U.S. reaches $18.7B settlement with BP

Fine stems from 2010 Gulf oil spill

- By Steven Mufson and Joel Achenbach

WASHINGTON — The blockbuste­r $18.7 billion oil spill settlement unveiled Thursday between the U.S. government and oil company BP gave the Justice Department what it wanted: the biggest environmen­tal fine ever levied against a corporatio­n. It also gave BP what it needed: a sense of closure after years spent fighting costly and complex courtroom battles over its role in the worst oil spill in U.S. history.

The deal marks a final reckoning for the Deepwater Horizon spill in the Gulf of Mexico, which riveted the nation for months in 2010 as television networks and web sites continuous­ly showed underwater video of the leak, and as the Obama administra­tion struggled to respond effectivel­y.

The settlement ends all federal and state government civil suits against BP for its part in the disaster that killed 11 crew members, immolated the huge drilling rig and leaked roughly 4 million barrels of crude oil into the water.

With Thursday’s announceme­nt, the London-based oil giant said it planned to add $10 billion to the already-enormous reserve it had set aside to cover costs related to the spill, bringing the cost of the spill by the company’s own estimate to $53.8 billion.

Despite the jaw-dropping number, the latest payments will be manageable for the energy behemoth. The settlement allows BP to make payments over 18 years, making the deal easier to swallow and effectivel­y reducing the size of the settlement, after adjusting for interest rates and inflation.

Even while many environmen­tal groups say the company hasn’t done enough, BP has paid a steep

price for the environmen­tal disaster. The company has sold off assets and become leaner in order to afford expenses associated with the spill. It also ousted its chief executive.

In the aftermath of the spill, BP had a choice: It could fight its liabilitie­s for decades in court, just as Exxon (now Exxon Mobil) did after the 1989 Valdez oil spill off the coast of Alaska. Or it could apologize profusely and open up its wallet, promising to pay any victims who came forward.

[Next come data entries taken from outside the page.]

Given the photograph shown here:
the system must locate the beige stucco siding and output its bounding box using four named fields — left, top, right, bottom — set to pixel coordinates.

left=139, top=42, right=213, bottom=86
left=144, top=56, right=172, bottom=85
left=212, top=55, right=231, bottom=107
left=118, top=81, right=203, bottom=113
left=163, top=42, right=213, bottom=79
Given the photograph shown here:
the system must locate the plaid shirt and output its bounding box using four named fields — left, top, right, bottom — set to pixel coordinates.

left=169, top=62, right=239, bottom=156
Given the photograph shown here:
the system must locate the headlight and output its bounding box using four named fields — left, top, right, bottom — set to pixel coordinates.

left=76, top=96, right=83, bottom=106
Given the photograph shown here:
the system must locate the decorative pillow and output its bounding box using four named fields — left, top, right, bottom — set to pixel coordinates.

During the spill, top executives met with President Barack Obama at the White House and agreed to set up a $20 billion fund to cover clean-up costs and damages. Later, BP paid out or agreed to pay out billions for a myriad of claims, including more than $7.8 billion to private individual­s and companies such as gulf fishermen and coastal hotels through a New Orleans court and $4.5 billion to settle criminal charges.

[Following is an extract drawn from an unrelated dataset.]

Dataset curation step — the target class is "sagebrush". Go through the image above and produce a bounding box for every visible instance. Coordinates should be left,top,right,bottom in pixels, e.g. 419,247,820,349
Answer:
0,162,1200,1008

By contrast, Exxon litigated for two decades over the Valdez spill and paid only $1 billion in the end.

“If approved by the court, this settlement would be the largest settlement with a single entity in American history,” Attorney General Loretta Lynch said in a statement Thursday. “It would help repair the damage done to the Gulf economy, fisheries, wetlands and wildlife. And it would bring lasting benefits to the Gulf region for generation­s to come.”

Despite the 2010 spill, BP remains one of the largest foreign investors in the United States and one of the most active oil and gas exploratio­n companies in the Gulf of Mexico. The company has eight rigs operating in the dark, ultra-deep waters of the Gulf, more than it had before the disaster.

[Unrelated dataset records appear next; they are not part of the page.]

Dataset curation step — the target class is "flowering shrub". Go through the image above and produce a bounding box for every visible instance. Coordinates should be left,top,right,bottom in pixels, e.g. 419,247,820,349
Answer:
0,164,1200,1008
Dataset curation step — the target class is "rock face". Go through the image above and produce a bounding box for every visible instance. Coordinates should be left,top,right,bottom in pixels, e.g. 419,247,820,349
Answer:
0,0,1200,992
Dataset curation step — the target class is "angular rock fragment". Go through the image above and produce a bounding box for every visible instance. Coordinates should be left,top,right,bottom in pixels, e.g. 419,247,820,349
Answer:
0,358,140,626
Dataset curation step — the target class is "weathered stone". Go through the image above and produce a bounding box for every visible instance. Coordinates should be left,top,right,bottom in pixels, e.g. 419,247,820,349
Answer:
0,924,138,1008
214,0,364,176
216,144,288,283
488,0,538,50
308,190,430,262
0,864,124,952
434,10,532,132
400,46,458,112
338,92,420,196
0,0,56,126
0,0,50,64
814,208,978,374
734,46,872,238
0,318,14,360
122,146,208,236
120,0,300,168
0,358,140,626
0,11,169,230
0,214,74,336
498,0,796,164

Bob Dudley, BP’s chief executive, issued a statement calling the deal “a realistic outcome which provides clarity and certainty for all parties.” He said it would provide “a significan­t income stream over many years for further restoratio­n of natural resources and for losses related to the spill.”

Investors on Thursday breathed a sigh of relief. The company’s stock price jumped more than 5 percent Thursday to $41.30 a share on news of the agreement. That reaction reflects BP’s deep resources; the annual $1 billion payments will be dwarfed by the company’s annual capital expenditur­es, currently running about $20 billion.

After all these years, scientists still don’t know the full environmen­tal impacts of the spill, nor is it clear that the oil and gas industry would respond more quickly and effectivel­y if there were another deepwater blowout. “It’s impossible to say whether the numbers are good or not,” said David Pettit, a senior attorney for the Natural Resources Defense Council, a non-profit environmen­tal group. “It’s a big number, but we can’t tell if it’s big enough.”

The agreement comes five years and 73 days after the blowout in mile-deep water led to an explosion aboard the Deepwater Horizon. There had never been a blowout at such depths, and initial efforts to shut in the well failed.

The rig sank on April 22, 2010, coming to rest upside down on the muddy floor of the gulf about 1,500 feet from the wellhead. The Macondo well continued to gush for a total of 87 days, polluting the gulf with millions of barrels of oil — the precise amount became the focus of furious legal battling — before it could be capped by new hardware and shut in.

One key issue in the event’s aftermath was BP’s negligence, especially as various investigat­ors uncovered a series of fateful decisions leading up to the disaster. New Orleans District Judge Carl Barbier last year found BP guilty of “gross negligence.” Earlier this week, the Supreme Court denied BP’s petititon to overrule the decision.